THERE are moments in the life of a city when a single decision tells you everything about who holds power, whose fears matter, and whose humanity is negotiable.

- FAIEZ JACOBS

The proposed R180 million wall along the N2 is one of those moments.Let us speak honestly and painfully clearly. This wall is not just concrete and steel. It is a symbol. And symbols matter more than Mayor Hill-Lewis likes to admit. They lodge in the memory of a people. They tell future generations what we were willing to normalise.

This wall tells poor people: you are the threat. It tells motorists and tourists: we will protect you from 'them'. It tells the world: Cape Town has chosen separation over solidarity. Shameful and sad, for this is our lived reality.

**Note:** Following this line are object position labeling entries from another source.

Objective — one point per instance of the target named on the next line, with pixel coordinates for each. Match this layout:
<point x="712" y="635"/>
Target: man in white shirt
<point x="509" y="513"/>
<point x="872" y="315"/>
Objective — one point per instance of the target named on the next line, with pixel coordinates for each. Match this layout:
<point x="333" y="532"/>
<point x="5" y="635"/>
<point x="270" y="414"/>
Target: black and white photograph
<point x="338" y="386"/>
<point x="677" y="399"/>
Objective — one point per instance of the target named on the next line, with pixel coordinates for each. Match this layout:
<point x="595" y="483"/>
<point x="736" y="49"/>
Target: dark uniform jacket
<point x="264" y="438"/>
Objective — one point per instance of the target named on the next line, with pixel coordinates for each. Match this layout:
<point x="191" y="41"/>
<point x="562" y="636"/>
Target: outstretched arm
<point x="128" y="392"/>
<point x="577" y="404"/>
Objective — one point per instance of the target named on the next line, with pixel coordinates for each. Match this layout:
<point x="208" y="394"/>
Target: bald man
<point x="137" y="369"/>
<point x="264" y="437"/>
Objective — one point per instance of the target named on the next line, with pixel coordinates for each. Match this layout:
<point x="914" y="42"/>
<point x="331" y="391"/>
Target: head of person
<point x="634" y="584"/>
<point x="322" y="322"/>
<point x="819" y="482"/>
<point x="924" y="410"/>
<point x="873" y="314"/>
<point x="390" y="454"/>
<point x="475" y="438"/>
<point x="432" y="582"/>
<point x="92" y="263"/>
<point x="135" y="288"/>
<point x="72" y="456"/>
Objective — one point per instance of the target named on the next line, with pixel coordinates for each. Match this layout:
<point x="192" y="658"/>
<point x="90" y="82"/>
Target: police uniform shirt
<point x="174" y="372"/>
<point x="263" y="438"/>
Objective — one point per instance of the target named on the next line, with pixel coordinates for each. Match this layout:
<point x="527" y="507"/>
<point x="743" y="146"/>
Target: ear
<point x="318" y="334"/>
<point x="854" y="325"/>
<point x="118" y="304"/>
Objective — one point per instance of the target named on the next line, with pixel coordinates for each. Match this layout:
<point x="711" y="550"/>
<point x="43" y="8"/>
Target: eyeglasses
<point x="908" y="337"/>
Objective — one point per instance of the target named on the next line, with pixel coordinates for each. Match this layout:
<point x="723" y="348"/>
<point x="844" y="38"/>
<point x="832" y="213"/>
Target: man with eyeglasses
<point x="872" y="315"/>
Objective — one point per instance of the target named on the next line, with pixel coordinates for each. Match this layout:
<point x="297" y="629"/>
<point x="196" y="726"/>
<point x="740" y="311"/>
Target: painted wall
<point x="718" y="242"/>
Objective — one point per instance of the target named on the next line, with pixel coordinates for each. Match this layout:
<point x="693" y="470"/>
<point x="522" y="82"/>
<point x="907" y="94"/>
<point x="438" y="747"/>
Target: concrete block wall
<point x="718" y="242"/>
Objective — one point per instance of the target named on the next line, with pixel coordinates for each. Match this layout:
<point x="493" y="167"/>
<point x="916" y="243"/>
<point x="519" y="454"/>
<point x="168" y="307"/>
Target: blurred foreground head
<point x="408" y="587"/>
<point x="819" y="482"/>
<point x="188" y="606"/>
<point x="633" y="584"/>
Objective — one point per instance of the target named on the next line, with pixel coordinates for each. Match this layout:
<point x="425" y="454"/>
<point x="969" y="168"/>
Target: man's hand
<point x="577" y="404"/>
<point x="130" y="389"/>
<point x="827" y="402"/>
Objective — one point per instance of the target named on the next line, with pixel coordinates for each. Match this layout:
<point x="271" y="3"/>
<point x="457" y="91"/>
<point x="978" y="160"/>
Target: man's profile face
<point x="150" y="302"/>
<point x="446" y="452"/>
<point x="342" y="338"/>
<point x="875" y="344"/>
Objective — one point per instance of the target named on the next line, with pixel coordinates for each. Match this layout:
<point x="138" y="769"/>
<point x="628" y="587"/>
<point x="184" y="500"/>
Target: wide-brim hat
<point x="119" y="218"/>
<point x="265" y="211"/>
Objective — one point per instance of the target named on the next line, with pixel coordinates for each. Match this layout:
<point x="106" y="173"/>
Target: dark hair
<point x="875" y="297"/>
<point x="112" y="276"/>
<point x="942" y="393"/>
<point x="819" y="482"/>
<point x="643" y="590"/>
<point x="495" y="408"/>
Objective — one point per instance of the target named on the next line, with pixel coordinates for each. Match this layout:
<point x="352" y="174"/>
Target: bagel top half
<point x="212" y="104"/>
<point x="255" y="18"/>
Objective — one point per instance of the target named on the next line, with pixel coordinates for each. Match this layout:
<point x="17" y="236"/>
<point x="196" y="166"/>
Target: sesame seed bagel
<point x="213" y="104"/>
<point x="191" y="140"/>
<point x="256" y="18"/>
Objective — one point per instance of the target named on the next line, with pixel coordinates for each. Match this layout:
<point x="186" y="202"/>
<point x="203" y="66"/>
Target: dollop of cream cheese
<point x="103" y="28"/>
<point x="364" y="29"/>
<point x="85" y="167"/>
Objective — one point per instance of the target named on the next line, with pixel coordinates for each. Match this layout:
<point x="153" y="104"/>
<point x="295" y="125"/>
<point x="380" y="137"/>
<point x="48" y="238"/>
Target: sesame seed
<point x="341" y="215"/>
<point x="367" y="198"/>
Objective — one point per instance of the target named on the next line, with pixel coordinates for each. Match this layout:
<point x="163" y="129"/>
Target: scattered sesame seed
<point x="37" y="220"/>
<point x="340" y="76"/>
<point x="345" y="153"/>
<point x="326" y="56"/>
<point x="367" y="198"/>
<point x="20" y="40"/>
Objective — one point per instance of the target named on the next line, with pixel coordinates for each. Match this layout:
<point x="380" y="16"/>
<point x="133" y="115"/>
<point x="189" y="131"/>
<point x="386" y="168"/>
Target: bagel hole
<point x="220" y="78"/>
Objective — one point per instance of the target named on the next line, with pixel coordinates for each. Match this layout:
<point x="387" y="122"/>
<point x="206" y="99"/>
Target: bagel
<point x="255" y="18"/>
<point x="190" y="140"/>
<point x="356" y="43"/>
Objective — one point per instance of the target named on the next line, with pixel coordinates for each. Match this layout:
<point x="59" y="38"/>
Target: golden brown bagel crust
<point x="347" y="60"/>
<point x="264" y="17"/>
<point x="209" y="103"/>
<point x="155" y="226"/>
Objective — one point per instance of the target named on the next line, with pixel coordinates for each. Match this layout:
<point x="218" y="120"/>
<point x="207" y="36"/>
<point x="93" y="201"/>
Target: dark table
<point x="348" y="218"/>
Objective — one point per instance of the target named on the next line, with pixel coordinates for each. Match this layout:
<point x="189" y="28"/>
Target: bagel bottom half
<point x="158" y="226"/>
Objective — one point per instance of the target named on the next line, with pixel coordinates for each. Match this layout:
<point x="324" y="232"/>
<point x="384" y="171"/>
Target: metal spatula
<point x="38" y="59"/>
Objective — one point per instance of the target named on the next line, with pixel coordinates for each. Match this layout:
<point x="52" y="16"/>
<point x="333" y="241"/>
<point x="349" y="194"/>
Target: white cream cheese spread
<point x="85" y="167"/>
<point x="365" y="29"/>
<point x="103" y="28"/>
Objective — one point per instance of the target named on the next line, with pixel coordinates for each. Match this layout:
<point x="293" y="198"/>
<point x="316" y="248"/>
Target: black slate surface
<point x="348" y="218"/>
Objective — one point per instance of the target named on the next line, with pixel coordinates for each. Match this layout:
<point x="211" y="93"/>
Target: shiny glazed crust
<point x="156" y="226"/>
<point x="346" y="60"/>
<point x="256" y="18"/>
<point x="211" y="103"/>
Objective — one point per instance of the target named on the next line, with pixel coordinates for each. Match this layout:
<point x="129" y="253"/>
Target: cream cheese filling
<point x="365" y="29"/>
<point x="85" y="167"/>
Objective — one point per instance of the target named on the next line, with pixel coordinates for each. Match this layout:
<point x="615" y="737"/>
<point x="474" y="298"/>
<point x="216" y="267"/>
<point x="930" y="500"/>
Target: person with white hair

For a city that still bleeds from the wounds of slavery, colonialism, and apartheid geography, this is not merely insensitive. It is morally obscene.

We have seen this wall before

History is littered with walls built in the name of "security". None of them aged well. None of them solved the problem they claimed to address.

The Berlin Wall was built to "protect" a state from instability. What it really did was imprison a people, divide families, and harden injustice into architecture. When it fell, the world did not mourn the loss of concrete. It celebrated the return of human dignity.

The Trump border wall was sold as crime control. In truth, it was a monument to fear, racism, and political theatre. It did not heal America. It scarred it.

And long before modern politics, there is the ancient story of the Walls of Jericho, walls that symbolised arrogance, exclusion, and domination. They did not fall because of better engineering, but because people refused to accept that walls were the natural order of things. Why do we think Cape Town will be the exception?